Text gilt ab: 01.09.2020
Gesamtvorschrift gilt bis: 31.08.2030

5.   Einzelne Maßnahmen

5.1   Anfahrt

1Schon bei der Anfahrt ist auf Überlebende sowie auf unfallrelevante bzw. tatrelevante Umstände im Gelände zu achten. 2Die Fahrzeuge sind in genügendem Abstand seitlich vom Luftfahrzeug und möglichst entgegen der Windrichtung außerhalb des Gefahrenbereiches aufzustellen. 3Dabei sind folgende Gefahrenbereiche unbedingt zu meiden:
vor den Flügelspitzen nach vorn auf unbegrenzte Entfernung (Bordwaffen bei Militärflugzeugen),
hinter den Flügelspitzen auf mindestens 100 m Entfernung (Triebwerk),
das Umfeld von Hochspannungsleitungen, da insbesondere von darin verunfallten Flugzeugen und Ballonen eine erhöhte Gefahr ausgeht (Gefahr eines Stromüberschlags bzw. eines Lichtbogens bis zur Erdung oder Abschaltung der Stromleitung durch die Feuerwehr).
4Jede Entzündungsmöglichkeit ausgelaufener Treibstoffe bzw. ausströmender Gase (Heißluftballon) an der Unfallstelle ist zu vermeiden (absolutes Rauchverbot). 5Verhaltensregeln der Leitfäden 371 und 450 sind zu berücksichtigen.

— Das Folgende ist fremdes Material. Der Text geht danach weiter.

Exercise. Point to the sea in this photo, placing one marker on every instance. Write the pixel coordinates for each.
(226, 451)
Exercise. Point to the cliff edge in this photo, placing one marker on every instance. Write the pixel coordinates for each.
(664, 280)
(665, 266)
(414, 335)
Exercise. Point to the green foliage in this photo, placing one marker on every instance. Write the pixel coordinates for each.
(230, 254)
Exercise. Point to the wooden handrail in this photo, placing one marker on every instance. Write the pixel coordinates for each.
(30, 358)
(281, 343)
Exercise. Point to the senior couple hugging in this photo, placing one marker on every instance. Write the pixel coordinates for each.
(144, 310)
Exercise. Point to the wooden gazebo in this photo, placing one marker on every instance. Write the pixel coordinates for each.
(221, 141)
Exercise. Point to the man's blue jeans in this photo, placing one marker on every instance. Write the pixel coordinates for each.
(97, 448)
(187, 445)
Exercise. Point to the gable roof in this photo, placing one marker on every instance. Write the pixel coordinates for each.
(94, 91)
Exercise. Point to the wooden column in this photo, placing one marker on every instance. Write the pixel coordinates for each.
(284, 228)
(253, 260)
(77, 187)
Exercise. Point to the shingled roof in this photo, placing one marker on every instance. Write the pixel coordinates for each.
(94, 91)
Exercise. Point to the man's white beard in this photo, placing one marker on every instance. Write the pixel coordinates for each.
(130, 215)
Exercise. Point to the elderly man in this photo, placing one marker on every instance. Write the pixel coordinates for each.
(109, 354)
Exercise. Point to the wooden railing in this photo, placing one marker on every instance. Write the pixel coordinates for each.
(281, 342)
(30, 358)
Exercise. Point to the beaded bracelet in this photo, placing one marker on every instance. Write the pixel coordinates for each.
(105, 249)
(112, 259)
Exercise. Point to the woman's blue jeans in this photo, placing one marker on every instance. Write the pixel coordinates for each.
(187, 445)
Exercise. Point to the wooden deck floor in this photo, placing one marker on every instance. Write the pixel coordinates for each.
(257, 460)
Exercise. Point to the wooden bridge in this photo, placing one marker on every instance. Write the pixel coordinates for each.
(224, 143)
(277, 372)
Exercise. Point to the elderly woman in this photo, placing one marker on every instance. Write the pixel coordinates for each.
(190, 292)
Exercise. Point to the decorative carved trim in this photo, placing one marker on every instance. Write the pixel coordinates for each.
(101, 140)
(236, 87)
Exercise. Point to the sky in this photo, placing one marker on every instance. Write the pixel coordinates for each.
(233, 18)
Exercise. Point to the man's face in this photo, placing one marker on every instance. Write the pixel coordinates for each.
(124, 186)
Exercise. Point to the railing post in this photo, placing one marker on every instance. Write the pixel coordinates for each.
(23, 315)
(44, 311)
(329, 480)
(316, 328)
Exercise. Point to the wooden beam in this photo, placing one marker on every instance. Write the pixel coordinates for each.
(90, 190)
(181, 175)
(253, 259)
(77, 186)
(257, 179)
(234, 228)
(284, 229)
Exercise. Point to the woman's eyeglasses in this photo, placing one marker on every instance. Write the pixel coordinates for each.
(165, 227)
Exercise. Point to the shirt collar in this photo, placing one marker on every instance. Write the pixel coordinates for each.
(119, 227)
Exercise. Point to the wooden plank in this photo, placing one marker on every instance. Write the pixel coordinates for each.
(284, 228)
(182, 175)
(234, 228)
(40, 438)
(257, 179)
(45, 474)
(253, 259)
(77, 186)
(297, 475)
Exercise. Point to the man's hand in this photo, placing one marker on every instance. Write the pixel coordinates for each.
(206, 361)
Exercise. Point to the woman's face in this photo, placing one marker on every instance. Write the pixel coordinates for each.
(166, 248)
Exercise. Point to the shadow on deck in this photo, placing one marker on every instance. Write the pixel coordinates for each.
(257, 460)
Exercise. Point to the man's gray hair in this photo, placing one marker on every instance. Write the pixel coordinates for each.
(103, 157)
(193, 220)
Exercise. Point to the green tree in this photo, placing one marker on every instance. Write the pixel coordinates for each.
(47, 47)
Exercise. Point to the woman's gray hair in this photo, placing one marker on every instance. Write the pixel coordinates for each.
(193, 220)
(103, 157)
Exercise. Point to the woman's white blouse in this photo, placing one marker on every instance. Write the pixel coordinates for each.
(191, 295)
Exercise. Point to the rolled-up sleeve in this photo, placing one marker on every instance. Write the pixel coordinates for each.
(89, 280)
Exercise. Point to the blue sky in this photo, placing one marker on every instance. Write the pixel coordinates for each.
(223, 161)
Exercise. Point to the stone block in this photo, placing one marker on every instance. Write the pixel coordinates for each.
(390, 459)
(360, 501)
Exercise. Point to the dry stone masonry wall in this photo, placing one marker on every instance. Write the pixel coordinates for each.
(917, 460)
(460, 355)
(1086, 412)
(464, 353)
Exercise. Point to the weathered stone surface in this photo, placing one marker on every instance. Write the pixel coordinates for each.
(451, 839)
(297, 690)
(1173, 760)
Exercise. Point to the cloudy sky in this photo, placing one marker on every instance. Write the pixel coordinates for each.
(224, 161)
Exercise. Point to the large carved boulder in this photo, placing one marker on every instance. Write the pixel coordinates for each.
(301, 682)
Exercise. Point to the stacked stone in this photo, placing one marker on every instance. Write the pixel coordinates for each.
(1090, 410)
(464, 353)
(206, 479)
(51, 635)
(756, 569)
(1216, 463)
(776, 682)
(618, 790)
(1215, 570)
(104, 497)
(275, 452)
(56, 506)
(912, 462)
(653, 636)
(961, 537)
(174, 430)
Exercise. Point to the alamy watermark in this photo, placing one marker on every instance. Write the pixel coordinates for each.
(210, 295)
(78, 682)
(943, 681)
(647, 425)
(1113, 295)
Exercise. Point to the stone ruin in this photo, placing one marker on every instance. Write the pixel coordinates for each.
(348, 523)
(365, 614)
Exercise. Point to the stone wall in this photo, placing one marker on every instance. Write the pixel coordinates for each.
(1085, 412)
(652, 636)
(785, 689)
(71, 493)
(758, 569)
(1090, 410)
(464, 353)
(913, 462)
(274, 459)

5.2   Absperren der Unfallstelle durch die Polizei

1Aus Sicherheitsgründen ist unmittelbar nach dem Eintreffen das Ausmaß des Trümmerfeldes festzustellen und eine Umstellung mit schnellstmöglicher Verdichtung zur Absperrung um das Luftfahrzeug mit einem Radius von 300 bis 400 m durchzuführen. 2Bei Luftfahrzeugen mit Bordwaffen ist der Gefahrenbereich nach vorne besonders zu beachten. 3Darüber hinaus sind weitere Maßnahmen zum Schutz der Bevölkerung, zum Beispiel Räumung gefährdeter Bereiche, zu prüfen. 4Die Unfallstelle ist so abzusperren, dass diejenigen Beweisgegenstände, die für die Aufklärung der Unfallursache(n) von Bedeutung sind (zum Beispiel Flugzeugtrümmer), nicht vorzeitig in ihrer Lage verändert oder entwendet werden. 5Dabei ist ferner sicherzustellen, dass Unbeteiligte nicht durch Unfallfolgen (Brand, Explosion, Einsturz von Bauwerken) gefährdet werden. 6Hierbei ist zu berücksichtigen, dass explosionsfähige Gase in der Regel schwerer als Luft sind und sich in Senken sammeln und konzentrieren können. 7Mögliche Zündquellen sind fernzuhalten. 8Die Umgebung der Unfallstelle kann durch verstreute radioaktive Ladung oder durch zerstörte Bordinstrumente kontaminiert sein. 9Von verstreuter Ladung mit gefährlichen Gütern können auch nach Stunden noch Gefahren durch verzögert einsetzende gefährliche Reaktionen entstehen (Lithium-Batterien, Peroxide, selbsterhitzungsfähige Stoffe etc.). 10Die Unfallstelle, die Unfallspuren sowie sämtliche Wrackteile, Trümmerstücke und sonstiger Inhalt des Luftfahrzeugs dürfen bis zur Freigabe durch den Untersuchungsführer der BFU nicht berührt oder verändert werden. 11Gestattet sind lediglich:
Rettungs- und Erste-Hilfe-Maßnahmen an Verletzten möglichst unter gleichzeitiger schriftlicher und bildlicher Dokumentierung ihrer Lage auf der Unfallstelle oder im Verhältnis zur Unfallstelle,
Löschmaßnahmen, möglichst ohne die Lage der in den Sätzen 4 und 9 genannten Gegenstände zu verändern,
Maßnahmen zur Abwehr einer konkreten Gefahr.
12Zur Unfallstelle sind Mitglieder der Besatzung des verunglückten Luftfahrzeugs und Beauftragte der betroffenen Fluggesellschaften, Vertreter von Luftfahrzeugherstellerfirmen oder sonstige Personen (ausgenommen Rettungsdienstpersonal) nur im Benehmen mit der Staatsanwaltschaft und dem Untersuchungsführer der BFU zuzulassen. 13Die Zufahrtswege und Rettungswege zur Unfallstelle sind schnellstmöglich freizumachen und freizuhalten.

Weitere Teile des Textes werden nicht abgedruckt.